While meal prep is currently the craze — where you prepare several days of food at once — and can save you hundreds in the long run, the real savings start before you even hit the store.

“The best way to save is to plan your meals based on what’s on sale,” Roesbery says. “It doesn’t save you any money to run from store to store, find your favorite store and base your meals on those sales.”

Roesbery also recommends keeping it old-school, and using a print newspaper to find the best coupons.
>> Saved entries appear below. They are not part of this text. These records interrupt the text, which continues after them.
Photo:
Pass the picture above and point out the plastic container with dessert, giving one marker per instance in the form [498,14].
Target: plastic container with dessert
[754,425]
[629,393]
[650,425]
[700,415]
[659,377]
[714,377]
“I think people are crazy that don’t get newspapers with coupons,” Rosebery says. “If you use 2 coupons, it pays for its subscription. Get the coupons that are available in newspapers, hang onto the inserts for 3 to 4 weeks, then you’re ready to shop for what’s on sale. For the most part, it takes too much time, energy, and ink cartridge printing off coupons online.”

However, some grocery chains make downloading online coupons incredibly accessible for consumers, so be sure to check out your go-to store’s policy. Roesbery shops regularly at Smith’s — a Kroger subsidiary — and touts the chain’s loyalty program, which enables customers to download coupons right to their savings card.

Roesbery also takes advantage of Kroger’s Fuel Program to really max out his savings. Check out your favorite store’s loyalty program, and watch the rewards rack up as you stock up on all that cheap food.

“Kroger has a program that’s across the nation, I save a dollar down on my gas every time I gas up,” says Rosebery. “I buy all my gift cards at Smith’s and they end up giving me 2 to 4 times the reward points for gas.”

Is there anything more delicious than a fat bank account?